# GREAT SPECULATIONS /// Living Pod by David Greene

Published

Back to the classics, the Living Pod is an inventive project by David Greene in 1966 for Archigram. This nomadic dwelling has the characteristics of being represented by a lot of amazing documents produced by Greene in the 60’s. One has to reconsidered that in the context of a very strongly framed Academic milieu (Architecture was still taught in the Beaux Arts in France for example), Archigram’s work was perceived as truly revolutionary.

Paradigms: Trailer homes, ‘Prefabs’, etc. Development: The ‘house’ is regarded here as consisting of two major components: a living-pod and attached machines.

Description:
Part One, a Pod … Colour, bonded white. Twelve support nodes (six tension, six compression). Four apertures (25 per cent surface). one access aperture, all with vacuum fixing seals, inner bonded sandwich of insulation and /or finish. Multi-purpose inflating floor 45 per cent area.

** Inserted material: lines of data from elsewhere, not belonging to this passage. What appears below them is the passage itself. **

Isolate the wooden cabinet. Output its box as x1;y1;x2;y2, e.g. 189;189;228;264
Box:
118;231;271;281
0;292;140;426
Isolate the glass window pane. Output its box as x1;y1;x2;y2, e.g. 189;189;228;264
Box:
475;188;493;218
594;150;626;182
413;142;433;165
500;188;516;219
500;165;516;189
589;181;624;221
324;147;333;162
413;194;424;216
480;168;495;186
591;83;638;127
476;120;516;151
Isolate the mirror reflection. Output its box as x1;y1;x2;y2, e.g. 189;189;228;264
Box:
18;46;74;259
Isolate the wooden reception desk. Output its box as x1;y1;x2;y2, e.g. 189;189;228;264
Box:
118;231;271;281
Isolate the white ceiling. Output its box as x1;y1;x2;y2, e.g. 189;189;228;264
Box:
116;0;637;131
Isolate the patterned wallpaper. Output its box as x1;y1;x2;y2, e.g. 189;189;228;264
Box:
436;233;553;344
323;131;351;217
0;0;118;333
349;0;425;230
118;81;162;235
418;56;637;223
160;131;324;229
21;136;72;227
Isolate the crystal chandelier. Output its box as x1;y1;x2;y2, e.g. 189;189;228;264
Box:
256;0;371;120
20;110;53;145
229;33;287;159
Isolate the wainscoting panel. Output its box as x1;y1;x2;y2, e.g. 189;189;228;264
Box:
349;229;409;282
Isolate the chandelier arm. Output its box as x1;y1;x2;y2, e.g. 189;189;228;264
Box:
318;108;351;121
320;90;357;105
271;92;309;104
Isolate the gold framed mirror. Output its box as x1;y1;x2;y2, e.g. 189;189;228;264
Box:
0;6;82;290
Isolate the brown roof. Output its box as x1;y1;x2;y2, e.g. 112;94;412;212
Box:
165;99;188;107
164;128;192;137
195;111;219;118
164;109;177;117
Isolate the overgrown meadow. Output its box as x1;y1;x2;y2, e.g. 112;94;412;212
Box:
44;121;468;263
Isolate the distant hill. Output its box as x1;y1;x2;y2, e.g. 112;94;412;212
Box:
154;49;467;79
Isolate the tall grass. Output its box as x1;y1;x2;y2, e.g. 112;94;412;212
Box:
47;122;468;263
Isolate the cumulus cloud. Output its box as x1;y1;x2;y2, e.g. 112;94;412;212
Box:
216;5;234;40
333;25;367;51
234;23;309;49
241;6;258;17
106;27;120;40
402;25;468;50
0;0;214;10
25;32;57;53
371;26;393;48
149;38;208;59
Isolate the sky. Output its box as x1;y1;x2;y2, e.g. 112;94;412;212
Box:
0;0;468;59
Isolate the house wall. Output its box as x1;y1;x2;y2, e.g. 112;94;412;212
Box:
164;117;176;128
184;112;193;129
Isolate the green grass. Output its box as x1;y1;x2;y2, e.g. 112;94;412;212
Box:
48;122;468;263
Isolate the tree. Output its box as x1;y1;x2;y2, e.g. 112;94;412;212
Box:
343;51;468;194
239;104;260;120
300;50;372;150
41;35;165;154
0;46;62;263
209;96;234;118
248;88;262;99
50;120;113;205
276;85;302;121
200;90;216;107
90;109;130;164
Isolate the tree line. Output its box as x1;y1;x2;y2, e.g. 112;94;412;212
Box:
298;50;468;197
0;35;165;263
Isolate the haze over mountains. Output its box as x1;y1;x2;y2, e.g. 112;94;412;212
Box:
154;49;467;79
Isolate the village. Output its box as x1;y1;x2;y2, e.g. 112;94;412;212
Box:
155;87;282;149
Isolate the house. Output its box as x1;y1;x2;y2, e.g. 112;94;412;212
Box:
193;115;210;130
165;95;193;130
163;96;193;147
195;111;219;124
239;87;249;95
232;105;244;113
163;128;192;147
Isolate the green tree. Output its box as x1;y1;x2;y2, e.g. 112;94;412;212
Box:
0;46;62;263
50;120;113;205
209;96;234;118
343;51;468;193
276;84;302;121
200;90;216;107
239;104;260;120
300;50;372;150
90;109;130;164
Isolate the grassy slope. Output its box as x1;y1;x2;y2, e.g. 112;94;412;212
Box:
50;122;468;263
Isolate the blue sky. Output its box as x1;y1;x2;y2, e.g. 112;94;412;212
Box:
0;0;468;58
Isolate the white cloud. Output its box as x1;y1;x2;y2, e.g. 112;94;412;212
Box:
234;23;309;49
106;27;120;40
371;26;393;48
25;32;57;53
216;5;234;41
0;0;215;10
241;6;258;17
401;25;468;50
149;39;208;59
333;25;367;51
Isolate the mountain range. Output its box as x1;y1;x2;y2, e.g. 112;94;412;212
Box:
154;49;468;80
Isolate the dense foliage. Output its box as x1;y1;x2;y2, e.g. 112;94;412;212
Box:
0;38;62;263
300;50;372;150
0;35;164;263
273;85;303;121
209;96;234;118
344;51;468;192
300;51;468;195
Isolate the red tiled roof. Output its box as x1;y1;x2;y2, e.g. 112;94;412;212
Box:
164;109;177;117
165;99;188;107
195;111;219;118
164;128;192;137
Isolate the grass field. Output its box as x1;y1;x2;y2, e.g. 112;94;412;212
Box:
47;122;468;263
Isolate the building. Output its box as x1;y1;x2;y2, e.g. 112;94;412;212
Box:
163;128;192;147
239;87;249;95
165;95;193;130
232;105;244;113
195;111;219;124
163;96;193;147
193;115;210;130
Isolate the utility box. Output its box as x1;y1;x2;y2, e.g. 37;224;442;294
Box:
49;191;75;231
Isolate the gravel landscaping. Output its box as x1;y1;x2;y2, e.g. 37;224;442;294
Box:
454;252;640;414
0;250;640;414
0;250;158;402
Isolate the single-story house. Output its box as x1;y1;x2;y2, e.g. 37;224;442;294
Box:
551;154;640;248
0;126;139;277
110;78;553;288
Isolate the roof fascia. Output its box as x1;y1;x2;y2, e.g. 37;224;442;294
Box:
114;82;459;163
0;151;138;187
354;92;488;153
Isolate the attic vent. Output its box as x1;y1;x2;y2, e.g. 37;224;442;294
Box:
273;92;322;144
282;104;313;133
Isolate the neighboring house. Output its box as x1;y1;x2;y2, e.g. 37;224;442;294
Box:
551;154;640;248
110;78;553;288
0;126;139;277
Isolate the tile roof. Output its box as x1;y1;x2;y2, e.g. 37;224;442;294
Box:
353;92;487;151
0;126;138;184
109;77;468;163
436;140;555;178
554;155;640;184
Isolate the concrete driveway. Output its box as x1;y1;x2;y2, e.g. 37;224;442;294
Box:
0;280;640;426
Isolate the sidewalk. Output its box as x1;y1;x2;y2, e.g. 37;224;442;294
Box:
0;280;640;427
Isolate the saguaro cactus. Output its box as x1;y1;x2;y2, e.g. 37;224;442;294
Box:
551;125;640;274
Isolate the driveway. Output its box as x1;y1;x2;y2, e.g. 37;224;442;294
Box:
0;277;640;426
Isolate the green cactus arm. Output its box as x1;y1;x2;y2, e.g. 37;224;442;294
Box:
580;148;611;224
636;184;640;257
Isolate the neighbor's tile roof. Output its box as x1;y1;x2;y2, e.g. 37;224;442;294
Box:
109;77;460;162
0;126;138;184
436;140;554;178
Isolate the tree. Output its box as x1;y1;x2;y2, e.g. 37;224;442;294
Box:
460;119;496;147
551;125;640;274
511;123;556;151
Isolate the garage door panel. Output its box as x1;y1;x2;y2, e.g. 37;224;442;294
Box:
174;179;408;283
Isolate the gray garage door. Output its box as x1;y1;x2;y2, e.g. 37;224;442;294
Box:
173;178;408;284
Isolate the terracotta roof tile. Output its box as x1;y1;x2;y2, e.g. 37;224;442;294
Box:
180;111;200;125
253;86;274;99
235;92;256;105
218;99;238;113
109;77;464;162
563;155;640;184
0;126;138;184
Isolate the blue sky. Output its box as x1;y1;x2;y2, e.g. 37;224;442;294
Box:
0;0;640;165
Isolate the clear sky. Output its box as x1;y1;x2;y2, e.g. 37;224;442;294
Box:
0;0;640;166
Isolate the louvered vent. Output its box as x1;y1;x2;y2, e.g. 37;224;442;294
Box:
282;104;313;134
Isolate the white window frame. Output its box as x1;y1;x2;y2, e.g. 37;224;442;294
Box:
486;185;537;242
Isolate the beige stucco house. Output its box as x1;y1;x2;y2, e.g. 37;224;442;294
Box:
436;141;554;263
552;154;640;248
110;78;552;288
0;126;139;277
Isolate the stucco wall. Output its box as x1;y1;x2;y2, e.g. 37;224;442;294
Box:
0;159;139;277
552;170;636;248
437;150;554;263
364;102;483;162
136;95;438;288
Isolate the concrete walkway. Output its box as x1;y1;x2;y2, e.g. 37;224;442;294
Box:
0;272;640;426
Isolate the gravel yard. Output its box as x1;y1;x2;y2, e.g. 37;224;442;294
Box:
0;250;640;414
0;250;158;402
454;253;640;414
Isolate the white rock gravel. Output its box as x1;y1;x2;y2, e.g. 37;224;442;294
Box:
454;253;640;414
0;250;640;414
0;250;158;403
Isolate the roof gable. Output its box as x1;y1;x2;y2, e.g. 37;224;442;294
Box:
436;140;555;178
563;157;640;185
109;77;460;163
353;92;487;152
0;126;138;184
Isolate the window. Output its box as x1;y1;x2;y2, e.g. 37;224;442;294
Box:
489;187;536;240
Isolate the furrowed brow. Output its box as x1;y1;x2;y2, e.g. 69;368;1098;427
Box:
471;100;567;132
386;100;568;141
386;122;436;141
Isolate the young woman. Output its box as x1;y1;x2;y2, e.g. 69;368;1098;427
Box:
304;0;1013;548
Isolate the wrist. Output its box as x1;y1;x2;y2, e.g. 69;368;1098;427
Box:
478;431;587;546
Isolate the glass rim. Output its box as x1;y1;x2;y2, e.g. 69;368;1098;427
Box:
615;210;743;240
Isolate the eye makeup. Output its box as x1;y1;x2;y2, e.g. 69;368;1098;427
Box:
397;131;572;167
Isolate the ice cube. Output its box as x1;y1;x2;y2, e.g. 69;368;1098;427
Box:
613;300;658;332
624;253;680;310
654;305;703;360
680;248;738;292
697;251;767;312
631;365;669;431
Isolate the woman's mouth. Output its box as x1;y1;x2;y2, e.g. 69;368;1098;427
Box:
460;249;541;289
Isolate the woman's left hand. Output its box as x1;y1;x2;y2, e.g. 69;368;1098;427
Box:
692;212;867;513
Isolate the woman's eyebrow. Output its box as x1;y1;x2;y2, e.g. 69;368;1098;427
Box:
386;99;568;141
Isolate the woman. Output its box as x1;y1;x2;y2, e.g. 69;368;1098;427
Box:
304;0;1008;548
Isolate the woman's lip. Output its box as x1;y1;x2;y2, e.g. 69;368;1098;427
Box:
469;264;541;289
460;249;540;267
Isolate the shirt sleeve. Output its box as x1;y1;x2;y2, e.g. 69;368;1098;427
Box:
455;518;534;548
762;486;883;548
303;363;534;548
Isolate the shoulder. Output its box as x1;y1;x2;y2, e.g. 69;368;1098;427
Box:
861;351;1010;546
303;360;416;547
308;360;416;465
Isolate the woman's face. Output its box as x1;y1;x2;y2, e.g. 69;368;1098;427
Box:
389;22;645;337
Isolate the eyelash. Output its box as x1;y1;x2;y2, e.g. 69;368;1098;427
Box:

Part Two: Machinery, four automatic self-levelling compression legs for maximum 5 feet of water or 40-degree slope. Two transparent sectionalised sliding aperture seals with motors. Transparent entry seal with ramp and hydraulics. Two wash capsules with electrostatic disposal, air entry, and total automatic body cleaning equipment. One only with total body water immersion possibility. Two rotating silos for disposable toilet and clothing objects, etc. Vertical body hoist. Climate machinery for temperate zone (with connections to inflating sleep mats and warm section of inflating floor). Non-static food dispenser with self-cook modifications. Non-static media, teach and work machine with instant transparent cocoon ring. Inflating screens to sleep mats.

Appraisal: Although this capsule can be hung within a plug-in urban structure or can sit in the open landscape it is still a ‘house’. Really one is left with a zoomland trailer home. Probably a dead end. A basic assumption that must be reassessed in terms of the possibility of increasing personal mobility and technological advance. Anything is probable. The outcome of rejecting permanence and security in a house brief and adding instead curiosity and search could result in a mobile world – like early nomad societies. In relation to the Michael Webb design, the Suit and Cushicle would be the tent and camel equivalent; the node cores an oasis equivalent: the node cluster communities conditioned by varying rates of change. It is likely that under the impact of the second machine age the need for a house (in the form of permanent static container) as part of man’s psychological make-up will disappear.

With apologies to the master, the house is an appliance for carrying with you, the city is a machine for plugging into.